Apache Spark - Predicate Pushdown | Application Architect

Key Insights

Predicate pushdown moves filter conditions to the data source level, dramatically reducing I/O by reading only relevant data rather than loading everything into memory first
Not all data sources support pushdown equally—Parquet and ORC excel at it, JDBC has partial support, while CSV and JSON offer none, making format choice a critical performance decision
UDFs and complex expressions silently break pushdown optimization; always verify with .explain() to ensure your filters are actually being pushed down

Introduction to Predicate Pushdown

Predicate pushdown is one of Spark’s most impactful performance optimizations, yet many developers don’t fully understand when it works and when it silently fails. The concept is straightforward: instead of reading all data into Spark and then filtering, push the filter conditions down to the data source so irrelevant data never gets read in the first place.

Consider reading a 100GB Parquet file where you only need rows from the last week. Without pushdown, Spark reads all 100GB, deserializes it, and then applies your filter. With pushdown, Spark tells the Parquet reader to skip row groups that don’t match your date criteria. You might read only 5GB instead of 100.
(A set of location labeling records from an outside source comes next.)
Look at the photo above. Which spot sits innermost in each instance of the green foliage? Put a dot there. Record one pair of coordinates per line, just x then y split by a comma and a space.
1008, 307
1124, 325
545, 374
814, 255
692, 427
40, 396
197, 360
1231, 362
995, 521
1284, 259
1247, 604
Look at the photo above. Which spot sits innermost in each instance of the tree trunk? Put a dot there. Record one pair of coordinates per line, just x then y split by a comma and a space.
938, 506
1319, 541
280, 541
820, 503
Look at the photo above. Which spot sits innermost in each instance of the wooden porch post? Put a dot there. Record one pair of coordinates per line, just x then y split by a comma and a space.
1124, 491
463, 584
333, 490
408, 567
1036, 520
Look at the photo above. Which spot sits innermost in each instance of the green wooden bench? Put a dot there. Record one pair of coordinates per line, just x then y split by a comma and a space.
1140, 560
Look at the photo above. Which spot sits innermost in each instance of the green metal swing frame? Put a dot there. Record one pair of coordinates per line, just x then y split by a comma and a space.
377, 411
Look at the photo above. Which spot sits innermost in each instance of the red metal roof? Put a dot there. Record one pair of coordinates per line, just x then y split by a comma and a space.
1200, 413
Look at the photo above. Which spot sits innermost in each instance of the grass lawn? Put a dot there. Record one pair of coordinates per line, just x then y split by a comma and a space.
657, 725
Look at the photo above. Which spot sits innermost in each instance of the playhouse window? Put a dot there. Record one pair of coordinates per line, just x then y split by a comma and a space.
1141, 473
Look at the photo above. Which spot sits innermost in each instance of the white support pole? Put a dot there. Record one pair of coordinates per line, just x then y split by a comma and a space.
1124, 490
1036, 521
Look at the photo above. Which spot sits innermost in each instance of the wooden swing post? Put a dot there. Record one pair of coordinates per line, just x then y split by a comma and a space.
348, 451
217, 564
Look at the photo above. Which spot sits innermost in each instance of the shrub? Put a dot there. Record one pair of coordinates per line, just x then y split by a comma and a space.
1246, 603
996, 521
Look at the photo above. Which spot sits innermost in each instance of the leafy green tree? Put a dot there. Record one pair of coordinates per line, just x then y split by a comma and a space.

This optimization matters because I/O is typically the bottleneck in data processing. Reducing data read at the source compounds throughout your pipeline—less network transfer, less memory pressure, less CPU spent on deserialization and filtering.

How Predicate Pushdown Works in Spark

Spark’s Catalyst optimizer analyzes your query plan and identifies filter predicates that can be pushed to the data source. During logical plan optimization, Catalyst applies the PushDownPredicate rule, which moves filters as close to the scan operation as possible.

Here’s how to observe this in action:

from pyspark.sql import SparkSession
from pyspark.sql.functions import col

spark = SparkSession.builder.appName("PredicatePushdown").getOrCreate()

# Create sample data and write as Parquet
df = spark.range(1000000).withColumn("category", (col("id") % 10).cast("string"))
df.write.mode("overwrite").parquet("/tmp/sample_data")

# Read and filter
filtered_df = spark.read.parquet("/tmp/sample_data").filter(col("id") > 999000)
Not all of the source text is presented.